If you want to make a beeline out west, my suggestion is taking Greyhound to New Orleans (NOL). There is a 11 hour "express" bus that leaves JAX at 9:45 PM and arrives in NOL the following morning at 8:05 AM. You then can catch the Sunset Limited to points west at 11:55 AM. I have taken this bus before from TLH and it not a bad route and generally not crowded. You would have only two stops, one in TLH (transfer buses) and one in Mobile (1 hour layover. The nice thing about this route it is at night and when you arrive the bus and train station is in the same location.


----------



## George Harris (Mar 26, 2011)

There is also the other three letter word: BUS. Greyhound and Amtrak are in the same building in New Orleans. You can take a bus from Jacksonville to New Orleans and catch the train there. This would minimize your time and keep you out of the air.
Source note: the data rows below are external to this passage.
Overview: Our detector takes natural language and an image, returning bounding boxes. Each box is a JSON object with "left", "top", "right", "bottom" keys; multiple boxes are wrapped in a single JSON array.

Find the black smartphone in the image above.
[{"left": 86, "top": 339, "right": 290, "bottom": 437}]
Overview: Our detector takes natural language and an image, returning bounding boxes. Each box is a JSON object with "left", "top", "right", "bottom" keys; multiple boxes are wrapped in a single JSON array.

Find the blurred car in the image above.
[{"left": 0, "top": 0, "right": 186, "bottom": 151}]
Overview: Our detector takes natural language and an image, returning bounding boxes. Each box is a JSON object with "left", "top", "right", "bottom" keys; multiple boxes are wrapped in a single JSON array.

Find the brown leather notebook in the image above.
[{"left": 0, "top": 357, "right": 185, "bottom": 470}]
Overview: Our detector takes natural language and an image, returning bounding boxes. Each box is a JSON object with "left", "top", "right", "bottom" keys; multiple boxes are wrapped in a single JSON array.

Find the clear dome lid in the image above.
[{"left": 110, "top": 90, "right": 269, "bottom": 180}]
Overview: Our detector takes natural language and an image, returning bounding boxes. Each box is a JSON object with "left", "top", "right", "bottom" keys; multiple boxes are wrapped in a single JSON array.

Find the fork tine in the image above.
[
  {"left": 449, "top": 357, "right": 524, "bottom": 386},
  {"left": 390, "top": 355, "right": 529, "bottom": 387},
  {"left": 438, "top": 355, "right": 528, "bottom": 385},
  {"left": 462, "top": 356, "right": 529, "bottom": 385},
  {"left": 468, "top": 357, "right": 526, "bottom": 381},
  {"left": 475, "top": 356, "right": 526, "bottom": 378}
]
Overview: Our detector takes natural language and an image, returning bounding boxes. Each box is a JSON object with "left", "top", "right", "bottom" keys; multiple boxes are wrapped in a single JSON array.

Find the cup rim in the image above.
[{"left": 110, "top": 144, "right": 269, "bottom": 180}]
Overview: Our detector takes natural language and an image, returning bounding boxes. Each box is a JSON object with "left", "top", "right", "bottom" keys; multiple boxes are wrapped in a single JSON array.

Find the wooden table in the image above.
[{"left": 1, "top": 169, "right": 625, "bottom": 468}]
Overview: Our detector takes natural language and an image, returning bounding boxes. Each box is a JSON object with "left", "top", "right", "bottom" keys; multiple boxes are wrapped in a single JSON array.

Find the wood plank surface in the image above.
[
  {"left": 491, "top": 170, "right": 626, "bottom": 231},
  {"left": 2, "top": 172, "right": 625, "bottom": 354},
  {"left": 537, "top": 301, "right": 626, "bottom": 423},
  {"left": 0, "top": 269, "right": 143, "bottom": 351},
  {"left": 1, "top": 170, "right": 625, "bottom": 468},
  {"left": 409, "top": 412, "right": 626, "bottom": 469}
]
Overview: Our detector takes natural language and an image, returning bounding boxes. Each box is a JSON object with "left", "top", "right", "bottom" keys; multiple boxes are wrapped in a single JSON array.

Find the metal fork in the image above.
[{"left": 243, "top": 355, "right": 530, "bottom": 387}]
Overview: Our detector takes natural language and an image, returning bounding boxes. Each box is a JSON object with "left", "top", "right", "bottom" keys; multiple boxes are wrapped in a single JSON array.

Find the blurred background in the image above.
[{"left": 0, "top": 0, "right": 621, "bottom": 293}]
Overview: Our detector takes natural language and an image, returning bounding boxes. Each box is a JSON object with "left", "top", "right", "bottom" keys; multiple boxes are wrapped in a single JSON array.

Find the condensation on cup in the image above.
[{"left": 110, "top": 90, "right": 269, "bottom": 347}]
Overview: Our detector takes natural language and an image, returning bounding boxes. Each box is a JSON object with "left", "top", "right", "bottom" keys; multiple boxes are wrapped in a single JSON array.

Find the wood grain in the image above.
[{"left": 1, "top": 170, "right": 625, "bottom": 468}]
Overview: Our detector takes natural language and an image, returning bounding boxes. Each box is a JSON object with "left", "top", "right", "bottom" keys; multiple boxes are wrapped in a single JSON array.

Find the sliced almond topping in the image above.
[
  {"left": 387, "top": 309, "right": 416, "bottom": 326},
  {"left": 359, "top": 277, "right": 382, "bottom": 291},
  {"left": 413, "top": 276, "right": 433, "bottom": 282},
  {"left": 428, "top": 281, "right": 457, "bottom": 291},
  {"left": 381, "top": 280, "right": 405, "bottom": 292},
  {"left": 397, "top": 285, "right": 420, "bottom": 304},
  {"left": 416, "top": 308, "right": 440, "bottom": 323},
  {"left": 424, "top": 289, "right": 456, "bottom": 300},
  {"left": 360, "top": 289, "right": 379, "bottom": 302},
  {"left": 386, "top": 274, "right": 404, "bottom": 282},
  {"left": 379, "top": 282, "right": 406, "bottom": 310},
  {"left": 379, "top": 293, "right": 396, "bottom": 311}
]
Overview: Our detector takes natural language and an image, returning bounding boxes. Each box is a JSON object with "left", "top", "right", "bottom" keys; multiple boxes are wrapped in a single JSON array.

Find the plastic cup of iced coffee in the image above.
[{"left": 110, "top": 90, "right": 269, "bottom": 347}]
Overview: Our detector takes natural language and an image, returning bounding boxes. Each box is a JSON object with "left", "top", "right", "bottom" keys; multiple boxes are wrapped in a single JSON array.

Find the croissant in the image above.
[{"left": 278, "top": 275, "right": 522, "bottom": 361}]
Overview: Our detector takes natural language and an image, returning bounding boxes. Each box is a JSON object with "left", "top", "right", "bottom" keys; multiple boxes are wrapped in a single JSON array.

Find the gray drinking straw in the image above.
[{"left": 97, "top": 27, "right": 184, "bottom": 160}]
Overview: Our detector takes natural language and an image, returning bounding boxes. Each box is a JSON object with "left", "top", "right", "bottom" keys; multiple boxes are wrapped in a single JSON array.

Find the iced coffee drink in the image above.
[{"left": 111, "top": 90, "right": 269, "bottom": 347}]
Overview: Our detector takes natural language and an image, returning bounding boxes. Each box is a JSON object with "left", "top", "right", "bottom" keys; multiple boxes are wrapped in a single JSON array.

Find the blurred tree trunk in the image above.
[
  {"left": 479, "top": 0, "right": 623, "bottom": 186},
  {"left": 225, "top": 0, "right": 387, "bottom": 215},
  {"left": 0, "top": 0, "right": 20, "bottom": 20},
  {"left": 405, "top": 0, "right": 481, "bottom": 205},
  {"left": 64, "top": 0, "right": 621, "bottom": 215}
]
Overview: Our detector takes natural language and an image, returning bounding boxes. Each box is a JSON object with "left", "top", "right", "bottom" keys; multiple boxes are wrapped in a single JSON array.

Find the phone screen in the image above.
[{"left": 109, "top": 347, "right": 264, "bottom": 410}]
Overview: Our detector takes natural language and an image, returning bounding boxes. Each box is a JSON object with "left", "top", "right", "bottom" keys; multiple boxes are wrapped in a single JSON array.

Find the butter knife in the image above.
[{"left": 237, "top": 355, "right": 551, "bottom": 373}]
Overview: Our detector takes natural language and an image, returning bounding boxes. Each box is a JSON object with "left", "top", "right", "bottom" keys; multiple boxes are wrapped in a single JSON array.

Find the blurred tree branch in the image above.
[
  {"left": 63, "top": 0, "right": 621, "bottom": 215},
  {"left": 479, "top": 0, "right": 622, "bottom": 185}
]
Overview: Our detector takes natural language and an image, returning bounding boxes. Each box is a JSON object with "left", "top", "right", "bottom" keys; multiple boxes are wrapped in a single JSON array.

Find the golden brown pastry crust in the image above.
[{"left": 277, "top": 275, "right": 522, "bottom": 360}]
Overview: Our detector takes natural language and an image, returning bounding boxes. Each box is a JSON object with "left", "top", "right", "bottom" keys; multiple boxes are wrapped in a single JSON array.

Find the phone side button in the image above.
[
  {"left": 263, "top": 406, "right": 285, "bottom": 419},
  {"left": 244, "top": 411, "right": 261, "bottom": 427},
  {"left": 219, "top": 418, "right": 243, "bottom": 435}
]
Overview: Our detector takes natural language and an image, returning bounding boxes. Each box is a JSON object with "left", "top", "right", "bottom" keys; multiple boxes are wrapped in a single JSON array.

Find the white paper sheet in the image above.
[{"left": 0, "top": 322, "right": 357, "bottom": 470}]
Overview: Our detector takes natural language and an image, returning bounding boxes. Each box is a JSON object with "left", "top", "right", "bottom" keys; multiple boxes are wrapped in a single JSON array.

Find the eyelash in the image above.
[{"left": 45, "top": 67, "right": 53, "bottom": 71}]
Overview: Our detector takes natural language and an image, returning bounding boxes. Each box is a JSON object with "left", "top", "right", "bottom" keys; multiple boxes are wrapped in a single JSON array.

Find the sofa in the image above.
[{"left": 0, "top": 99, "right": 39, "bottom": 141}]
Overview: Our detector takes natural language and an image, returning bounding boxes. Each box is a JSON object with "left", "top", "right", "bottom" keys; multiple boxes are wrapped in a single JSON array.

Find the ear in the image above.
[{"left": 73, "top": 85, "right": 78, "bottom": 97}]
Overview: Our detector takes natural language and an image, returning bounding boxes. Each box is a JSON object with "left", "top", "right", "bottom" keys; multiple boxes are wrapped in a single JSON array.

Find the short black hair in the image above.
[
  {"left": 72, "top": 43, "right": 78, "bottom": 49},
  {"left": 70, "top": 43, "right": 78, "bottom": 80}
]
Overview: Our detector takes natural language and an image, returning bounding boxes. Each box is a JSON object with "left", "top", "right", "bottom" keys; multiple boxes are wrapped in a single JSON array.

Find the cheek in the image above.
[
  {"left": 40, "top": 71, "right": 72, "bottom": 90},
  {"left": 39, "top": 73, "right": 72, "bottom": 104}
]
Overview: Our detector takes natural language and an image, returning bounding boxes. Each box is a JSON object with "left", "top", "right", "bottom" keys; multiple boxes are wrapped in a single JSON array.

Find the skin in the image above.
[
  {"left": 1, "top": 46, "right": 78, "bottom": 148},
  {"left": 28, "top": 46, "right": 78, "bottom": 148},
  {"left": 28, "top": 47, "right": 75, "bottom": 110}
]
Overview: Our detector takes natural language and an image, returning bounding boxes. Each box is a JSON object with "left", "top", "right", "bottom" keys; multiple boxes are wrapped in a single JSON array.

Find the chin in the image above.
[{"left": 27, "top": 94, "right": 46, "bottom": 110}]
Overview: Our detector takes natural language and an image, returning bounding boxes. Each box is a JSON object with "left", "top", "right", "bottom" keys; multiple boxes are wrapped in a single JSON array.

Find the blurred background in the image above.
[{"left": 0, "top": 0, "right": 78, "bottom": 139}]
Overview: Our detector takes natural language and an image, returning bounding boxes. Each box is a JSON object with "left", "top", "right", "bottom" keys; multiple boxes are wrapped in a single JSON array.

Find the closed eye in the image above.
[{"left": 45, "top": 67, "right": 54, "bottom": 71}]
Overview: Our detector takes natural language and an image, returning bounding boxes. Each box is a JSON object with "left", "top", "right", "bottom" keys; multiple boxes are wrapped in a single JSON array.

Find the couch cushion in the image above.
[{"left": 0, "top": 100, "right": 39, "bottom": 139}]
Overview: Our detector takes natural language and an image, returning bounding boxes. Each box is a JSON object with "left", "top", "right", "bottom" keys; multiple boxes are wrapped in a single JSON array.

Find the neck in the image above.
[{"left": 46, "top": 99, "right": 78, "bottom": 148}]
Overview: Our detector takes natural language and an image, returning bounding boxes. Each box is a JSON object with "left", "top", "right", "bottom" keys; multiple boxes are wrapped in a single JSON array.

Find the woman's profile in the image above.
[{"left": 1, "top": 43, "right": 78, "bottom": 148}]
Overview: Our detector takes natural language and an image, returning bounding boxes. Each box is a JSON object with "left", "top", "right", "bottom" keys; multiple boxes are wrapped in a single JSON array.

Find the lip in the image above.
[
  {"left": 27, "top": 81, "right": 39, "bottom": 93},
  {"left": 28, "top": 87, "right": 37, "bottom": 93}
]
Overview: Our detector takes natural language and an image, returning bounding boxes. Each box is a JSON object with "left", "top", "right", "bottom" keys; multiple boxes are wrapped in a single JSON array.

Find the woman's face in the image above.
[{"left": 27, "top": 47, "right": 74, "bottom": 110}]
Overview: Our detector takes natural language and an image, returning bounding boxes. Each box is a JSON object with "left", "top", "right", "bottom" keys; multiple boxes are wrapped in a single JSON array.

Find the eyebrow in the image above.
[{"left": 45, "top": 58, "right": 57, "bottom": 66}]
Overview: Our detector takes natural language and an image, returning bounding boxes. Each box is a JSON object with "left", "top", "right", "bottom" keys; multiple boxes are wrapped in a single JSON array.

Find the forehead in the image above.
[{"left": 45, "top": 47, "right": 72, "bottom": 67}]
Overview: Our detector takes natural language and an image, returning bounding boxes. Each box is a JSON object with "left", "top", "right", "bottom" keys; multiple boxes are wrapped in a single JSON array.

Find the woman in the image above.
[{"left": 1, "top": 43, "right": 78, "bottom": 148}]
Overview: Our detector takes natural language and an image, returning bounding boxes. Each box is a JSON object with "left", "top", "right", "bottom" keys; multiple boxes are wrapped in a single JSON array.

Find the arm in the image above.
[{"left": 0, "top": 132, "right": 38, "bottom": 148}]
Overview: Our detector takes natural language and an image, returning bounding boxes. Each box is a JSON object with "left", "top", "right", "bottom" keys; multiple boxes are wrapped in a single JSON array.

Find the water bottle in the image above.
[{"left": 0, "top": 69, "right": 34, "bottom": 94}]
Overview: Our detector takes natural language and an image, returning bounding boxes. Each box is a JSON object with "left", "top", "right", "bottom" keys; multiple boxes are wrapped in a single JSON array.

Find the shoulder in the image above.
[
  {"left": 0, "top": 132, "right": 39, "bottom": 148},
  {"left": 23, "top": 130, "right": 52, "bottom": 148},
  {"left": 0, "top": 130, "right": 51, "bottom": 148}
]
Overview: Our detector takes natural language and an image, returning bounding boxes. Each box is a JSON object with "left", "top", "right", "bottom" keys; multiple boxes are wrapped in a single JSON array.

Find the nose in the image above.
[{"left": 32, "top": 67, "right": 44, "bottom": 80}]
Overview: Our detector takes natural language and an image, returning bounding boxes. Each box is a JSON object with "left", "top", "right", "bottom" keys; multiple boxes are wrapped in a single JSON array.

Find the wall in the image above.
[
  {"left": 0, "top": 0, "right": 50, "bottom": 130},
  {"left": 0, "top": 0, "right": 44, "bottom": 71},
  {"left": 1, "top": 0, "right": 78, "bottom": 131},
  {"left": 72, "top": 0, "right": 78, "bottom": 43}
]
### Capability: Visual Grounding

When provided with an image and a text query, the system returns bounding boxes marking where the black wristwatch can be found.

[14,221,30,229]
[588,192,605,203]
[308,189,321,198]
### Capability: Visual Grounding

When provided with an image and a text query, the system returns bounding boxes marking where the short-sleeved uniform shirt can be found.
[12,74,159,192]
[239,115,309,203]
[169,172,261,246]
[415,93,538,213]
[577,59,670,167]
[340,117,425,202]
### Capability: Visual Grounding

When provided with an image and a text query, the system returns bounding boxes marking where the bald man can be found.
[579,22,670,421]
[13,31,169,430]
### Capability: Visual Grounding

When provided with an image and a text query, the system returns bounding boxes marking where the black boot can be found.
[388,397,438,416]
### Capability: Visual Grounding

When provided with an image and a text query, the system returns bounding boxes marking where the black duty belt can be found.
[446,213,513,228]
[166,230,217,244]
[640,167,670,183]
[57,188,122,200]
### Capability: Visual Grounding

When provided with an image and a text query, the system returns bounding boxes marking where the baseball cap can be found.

A quick check on the Greyhound web site shows two buses (only 2! there used to be two trains), both overnight. The one that meshes almost perfectly with your trip leaves Jacksonville at 9:45pm, with change in Tallahassee arrive 12:25midnight, leave 1:30am, and arriving in New Orleans at 8:05am. This is the faster schedule. The other one leaves Jacksonville at 1:30pm and does not arrive at New Orleans until 5:30am, with two changes, both having fairly long layovers, one at Tallahassee and the other at Mobile.

If you would be up to an overnight bus ride, the leave 9:45pm, arrive New Orleans at 8:05am, then catch the train at 11:55am would be the way to do it for minimum end to end time. The thing to not forget is that the Sunset runs three days per week, so you must be sure that you are leaving Jacksonville on the night before your train departure day. In other words, you must leave Jacksonville on either Sunday, Tuesday, or Thursday to make the MWF departure days for the train.

I did not check the bus for the return direction.


----------



## henryj (Mar 26, 2011)

If you go to the Amtrak web site and select multi-city option and plug in the cities you want to travel through it gives you all the options. I assumed you wanted to go by train all the way and ride the Sunset Limited so I programed it that way by plugging in New Orleans in the middle. I also got you a roomette all the way. The fastest route is to take the Silver Star to DC, then the Crescent to NOL, stay overnight in New Orleans(party party party) then leave on the Sunset the next morning. The trip takes 5 days each way and costs $2,284 round trip including the room charges. Base fare coach is $730 for the round trip. I had you leaving JAX on Fri, Jul 29th late night, arriving in LAX on the following Wed morning, Aug 3rd. Coming back I had you leaving Sun afternoon, Aug 7th and arriving in JAX Fri, Aug 12 in the early morning. Would be a great trip. Wish I could take it. If you are pressed for time, just fly one way, that is what I usually do. There are many other routes and options as people have suggested above. If you want to save some money then just book the roomette on the Sunset as you are on that train for two nights. You have a stop over in NOL for the night where you can wash up and rest up.

http://tickets.amtrak.com/itd/amtrak


----------